- Statement in connection with Botulinum Toxin and Cosmetic Fillers (Children) Private Member’s Bill 2019-21
Statement in connection with Botulinum Toxin and Cosmetic Fillers (Children) Private Member’s Bill 2019-21
The British College of Aesthetic Medicine (BCAM) is the leading College representing clinicians working in the Aesthetic Medicine specialty. BCAM’s mission is to help make Aesthetic Medicine
safer, more ethical and more accessible to the general public.
The College welcomes the Botulinum Toxin and Cosmetic Fillers (Children) Bill as a welcome step toward long-overdue tightening of regulation surrounding the accessibility of aesthetic interventions, particularly from non-medically qualified practitioners.
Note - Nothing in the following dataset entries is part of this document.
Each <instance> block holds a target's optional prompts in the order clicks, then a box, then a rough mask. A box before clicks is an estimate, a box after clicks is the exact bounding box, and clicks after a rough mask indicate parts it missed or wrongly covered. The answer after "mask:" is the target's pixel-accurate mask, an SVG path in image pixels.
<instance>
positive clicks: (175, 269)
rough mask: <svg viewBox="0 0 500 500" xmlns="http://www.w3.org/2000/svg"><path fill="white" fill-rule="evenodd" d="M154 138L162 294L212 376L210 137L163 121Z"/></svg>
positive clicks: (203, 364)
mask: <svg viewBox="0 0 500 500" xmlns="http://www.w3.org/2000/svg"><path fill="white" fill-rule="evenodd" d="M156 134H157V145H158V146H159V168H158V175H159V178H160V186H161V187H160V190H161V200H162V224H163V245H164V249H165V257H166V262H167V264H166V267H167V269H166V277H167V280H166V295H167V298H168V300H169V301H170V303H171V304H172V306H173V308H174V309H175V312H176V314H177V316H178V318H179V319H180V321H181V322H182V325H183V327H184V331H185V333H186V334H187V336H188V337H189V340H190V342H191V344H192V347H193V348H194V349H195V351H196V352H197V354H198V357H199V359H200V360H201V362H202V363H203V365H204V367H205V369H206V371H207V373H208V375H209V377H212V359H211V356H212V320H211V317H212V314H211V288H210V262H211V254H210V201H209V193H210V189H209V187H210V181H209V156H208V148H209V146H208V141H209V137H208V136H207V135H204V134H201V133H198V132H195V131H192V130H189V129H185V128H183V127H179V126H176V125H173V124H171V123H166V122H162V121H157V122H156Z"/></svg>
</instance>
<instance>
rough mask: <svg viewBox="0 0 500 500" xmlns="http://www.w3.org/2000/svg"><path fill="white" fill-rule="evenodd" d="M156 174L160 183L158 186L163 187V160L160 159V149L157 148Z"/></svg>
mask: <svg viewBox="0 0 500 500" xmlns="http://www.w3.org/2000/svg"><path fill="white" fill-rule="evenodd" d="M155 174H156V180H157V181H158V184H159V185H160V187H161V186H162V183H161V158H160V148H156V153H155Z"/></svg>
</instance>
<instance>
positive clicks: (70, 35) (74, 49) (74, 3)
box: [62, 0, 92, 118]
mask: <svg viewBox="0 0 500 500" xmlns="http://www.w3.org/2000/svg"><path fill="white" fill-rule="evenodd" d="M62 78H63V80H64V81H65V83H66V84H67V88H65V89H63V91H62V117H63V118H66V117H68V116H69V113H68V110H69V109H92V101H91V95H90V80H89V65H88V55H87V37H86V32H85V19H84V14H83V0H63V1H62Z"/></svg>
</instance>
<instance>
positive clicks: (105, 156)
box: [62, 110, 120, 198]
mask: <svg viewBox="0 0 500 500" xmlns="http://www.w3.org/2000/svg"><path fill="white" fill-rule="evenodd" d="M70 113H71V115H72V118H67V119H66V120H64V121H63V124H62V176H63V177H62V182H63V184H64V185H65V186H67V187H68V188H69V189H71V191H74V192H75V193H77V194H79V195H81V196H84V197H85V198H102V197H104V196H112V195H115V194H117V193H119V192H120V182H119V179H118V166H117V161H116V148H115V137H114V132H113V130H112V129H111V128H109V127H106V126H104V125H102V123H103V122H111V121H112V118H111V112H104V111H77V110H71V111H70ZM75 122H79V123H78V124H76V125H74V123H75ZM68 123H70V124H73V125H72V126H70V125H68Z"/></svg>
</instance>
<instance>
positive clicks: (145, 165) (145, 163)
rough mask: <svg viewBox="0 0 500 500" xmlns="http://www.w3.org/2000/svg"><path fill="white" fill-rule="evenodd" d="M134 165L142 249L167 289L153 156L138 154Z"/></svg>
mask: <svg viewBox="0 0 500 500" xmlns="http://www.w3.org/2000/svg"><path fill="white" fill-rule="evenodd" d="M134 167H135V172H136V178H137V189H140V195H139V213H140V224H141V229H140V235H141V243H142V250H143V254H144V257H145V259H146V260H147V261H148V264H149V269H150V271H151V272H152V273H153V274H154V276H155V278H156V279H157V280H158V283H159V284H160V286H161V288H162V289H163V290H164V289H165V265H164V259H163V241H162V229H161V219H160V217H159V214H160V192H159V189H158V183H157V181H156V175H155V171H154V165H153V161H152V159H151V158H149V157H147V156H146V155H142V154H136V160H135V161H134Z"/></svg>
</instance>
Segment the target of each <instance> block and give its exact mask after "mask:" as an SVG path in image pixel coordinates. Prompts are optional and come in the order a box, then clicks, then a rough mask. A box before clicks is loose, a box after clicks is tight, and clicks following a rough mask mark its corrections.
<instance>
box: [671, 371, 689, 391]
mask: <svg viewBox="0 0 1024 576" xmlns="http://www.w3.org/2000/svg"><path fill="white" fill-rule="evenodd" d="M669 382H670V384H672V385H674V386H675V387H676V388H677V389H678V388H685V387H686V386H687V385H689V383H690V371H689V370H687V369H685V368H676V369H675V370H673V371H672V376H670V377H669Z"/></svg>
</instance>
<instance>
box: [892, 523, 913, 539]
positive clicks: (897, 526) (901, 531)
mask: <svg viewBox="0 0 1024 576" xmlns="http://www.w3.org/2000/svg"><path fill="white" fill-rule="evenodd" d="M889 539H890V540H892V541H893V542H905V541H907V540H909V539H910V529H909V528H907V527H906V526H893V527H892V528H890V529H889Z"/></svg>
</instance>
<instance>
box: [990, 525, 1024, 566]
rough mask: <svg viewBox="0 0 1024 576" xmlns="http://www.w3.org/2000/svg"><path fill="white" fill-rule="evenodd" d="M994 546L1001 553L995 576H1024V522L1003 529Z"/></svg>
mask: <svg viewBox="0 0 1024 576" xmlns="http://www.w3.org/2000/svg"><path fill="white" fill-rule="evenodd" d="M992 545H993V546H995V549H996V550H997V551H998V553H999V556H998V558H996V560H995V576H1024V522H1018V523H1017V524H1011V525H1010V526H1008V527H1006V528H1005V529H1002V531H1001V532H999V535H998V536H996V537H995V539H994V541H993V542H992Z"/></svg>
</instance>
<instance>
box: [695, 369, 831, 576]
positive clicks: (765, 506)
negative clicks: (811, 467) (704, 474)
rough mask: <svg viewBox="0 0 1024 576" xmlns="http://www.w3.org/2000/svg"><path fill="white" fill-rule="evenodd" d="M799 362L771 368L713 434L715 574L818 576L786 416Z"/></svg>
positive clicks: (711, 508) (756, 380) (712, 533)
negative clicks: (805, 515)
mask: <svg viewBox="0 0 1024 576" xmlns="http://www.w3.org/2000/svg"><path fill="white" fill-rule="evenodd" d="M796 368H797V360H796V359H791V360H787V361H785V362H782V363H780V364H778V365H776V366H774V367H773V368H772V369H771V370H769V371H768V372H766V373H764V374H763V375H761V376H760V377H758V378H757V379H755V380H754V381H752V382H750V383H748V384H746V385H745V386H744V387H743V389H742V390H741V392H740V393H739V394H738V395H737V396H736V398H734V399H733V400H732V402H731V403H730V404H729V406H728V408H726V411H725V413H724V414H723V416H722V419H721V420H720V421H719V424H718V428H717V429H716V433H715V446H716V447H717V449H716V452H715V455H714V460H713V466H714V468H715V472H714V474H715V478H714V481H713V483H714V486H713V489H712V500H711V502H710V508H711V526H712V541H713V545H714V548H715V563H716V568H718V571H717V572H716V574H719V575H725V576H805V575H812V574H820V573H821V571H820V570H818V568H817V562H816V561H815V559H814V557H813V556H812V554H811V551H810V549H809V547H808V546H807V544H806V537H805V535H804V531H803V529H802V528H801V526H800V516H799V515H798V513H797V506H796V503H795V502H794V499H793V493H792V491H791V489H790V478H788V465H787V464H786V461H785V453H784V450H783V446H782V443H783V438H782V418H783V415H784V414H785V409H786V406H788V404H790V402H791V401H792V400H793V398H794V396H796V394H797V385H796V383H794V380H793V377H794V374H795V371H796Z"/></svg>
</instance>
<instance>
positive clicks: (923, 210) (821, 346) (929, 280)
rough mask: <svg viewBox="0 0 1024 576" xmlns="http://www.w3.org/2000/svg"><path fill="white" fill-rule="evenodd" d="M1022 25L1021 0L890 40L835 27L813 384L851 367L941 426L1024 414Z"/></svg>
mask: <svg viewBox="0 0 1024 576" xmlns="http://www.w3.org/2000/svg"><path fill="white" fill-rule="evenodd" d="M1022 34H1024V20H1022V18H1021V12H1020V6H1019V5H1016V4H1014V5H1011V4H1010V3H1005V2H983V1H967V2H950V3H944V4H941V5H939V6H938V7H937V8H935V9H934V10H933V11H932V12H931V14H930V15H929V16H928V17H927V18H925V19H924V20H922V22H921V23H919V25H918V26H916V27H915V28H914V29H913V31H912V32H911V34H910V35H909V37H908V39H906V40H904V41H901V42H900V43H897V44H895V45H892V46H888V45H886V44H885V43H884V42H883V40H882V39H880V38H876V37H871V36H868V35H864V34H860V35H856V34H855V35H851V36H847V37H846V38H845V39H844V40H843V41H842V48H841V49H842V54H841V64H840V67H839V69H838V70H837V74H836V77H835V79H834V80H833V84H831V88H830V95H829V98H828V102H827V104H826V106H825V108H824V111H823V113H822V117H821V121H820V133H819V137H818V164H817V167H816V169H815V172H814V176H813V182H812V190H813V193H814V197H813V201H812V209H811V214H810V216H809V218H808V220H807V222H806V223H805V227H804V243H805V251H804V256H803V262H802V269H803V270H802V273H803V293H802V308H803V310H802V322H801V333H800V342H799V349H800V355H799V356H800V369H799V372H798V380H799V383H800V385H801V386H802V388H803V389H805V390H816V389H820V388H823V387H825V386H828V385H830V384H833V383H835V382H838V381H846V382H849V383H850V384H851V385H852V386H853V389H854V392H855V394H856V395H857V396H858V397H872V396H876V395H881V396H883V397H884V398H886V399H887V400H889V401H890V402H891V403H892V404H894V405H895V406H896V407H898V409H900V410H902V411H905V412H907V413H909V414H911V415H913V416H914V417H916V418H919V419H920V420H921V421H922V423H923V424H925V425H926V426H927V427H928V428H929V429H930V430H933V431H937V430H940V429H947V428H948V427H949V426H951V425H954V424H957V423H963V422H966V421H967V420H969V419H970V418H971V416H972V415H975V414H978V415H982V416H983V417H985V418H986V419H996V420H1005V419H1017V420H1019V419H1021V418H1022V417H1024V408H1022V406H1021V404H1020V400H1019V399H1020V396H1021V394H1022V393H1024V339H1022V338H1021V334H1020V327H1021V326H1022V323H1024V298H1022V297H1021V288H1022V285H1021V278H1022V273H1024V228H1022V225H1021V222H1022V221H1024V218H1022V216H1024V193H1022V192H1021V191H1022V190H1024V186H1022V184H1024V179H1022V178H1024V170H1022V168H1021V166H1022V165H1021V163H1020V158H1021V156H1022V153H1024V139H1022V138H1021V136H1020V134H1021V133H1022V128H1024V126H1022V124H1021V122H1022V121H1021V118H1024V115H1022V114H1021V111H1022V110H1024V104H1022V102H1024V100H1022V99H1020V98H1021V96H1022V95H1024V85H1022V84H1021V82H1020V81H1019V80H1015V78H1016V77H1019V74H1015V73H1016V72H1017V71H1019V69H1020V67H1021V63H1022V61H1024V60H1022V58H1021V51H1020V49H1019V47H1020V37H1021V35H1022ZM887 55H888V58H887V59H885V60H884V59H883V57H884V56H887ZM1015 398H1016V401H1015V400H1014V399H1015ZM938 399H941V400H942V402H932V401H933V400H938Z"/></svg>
The Bill would create an offence for the administration of botulinum toxins or cosmetic fillers to people under 18 years of age unless there is an assessed medical need from a statutorily regulated
healthcare professional. BCAM lends its weight to the existing backing of the Department of Health & Social Care (DHSC).
BCAM President Dr Uliana Gout says: “BCAM fully endorses the Private Member’s Bill and increased regulation in our specialty. BCAM has a good professional relationship with DHSC and just this week have agreed to extend our national audit data collection of Aesthetic Medicine to cover under 18 year-old patient treatments. This will support the information gathering efforts to generate national statistics in this critical area.”
Recent data from BCAM’s annual audit reveals 43% of members polled have seen new patients presenting to them with complications following treatments by beauty therapists, the most popular
patient treatment choices being Botulinum Toxin (Botox)® and Dermal Fillers.
Mr Greg White, Chief Executive of the British College of Aesthetic Medicine, says: “Let us be quite clear - patient safety is paramount. Dermal fillers in particular are plain dangerous in the wrong hands. Protecting vulnerable patients is not optional. Our survey yet again underlines the vital issue of agreeing a wider regulatory regime which supports controlled access to prescription medicines and which differentiates aesthetic medicine from beauty therapists, spas and salons which we continue to monitor and call out. The Bill is an important step forward which we fully support.”